He then used his manly gorilla strength to over tighten the clutch. So far that is the only glaring problem, but I have yet to plug it in.

Wednesday, June 27, 2012

One More Try

I have been trying to figure out a solution to keeping my bees out of the top feeders. A beekeeping friend told me she has these same feeders and hasn't had a problem. Which leaves me to conclude that I am too slow, my bees eat unusually fast, or a combination of the two. I need to make these work for my particular situation. I considered using silicone, the kind they use in aquariums, but it is messy and would be a pain to undo if I decided I didn't like it. I thought about using aquarium gravel but I am not fond of the stuff. It's so tiny and gets everywhere. I want something that's easily removed, easily washed, and something that won't harm the bees. I remembered seeing those flat glass rocks at the Dollar Tree. You know, the kind they use in Betta bowls and clear flower vases. I paid them a visit and yes, they had some of those. But they also had these polished river rocks.

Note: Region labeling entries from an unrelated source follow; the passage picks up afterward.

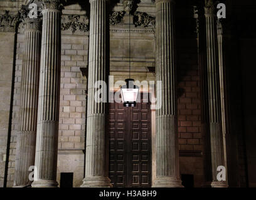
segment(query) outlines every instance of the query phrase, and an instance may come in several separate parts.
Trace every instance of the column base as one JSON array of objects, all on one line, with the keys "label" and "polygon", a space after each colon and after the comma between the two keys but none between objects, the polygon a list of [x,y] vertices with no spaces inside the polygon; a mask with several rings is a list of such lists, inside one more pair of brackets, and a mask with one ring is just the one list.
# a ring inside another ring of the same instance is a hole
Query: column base
[{"label": "column base", "polygon": [[211,186],[211,188],[228,188],[226,181],[213,181]]},{"label": "column base", "polygon": [[58,188],[58,182],[52,180],[39,180],[32,182],[32,188]]},{"label": "column base", "polygon": [[201,185],[201,188],[211,188],[211,182],[205,182]]},{"label": "column base", "polygon": [[152,188],[184,188],[182,181],[173,177],[157,177]]},{"label": "column base", "polygon": [[105,176],[87,176],[83,180],[81,188],[112,188],[110,179]]}]

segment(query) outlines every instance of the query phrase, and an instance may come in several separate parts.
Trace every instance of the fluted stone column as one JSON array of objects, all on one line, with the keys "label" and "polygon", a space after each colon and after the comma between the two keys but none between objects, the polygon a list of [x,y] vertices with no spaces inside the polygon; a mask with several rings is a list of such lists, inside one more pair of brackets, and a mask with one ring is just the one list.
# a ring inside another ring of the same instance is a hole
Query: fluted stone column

Even better. And I got more weight per package buying the rocks as apposed to the glass. I bought 8 bags, 2 for each side of the feeders. Yes, I paid $8 for some bags full of rocks. They're already cleaned and I didn't have to crawl around on the ground looking for enough rocks of a uniform size. I actually purchased these 2 days ago but the weather has been too cold and windy for me to reopen the hives. If there's a baby queen in there, getting ready to hatch, I don't want to risk chilling her. Today it's finally in the mid-70's. The perfect weather to do some hive manipulation. The feeders have been out in the weather since they were removed. I wiped them down with some Star San solution. Then I rinsed the rocks in some Star San.

And divided them between the feeders.

I heaped them up against the wire. I then opened the hives, removed the jar feeders and inner covers, placed the top feeders, filled them with my prepared syrup, shook the bees off the bottom of the inner covers, placed those on the feeders and and added the lids. Here are the containers of syrup heating up on the porch. 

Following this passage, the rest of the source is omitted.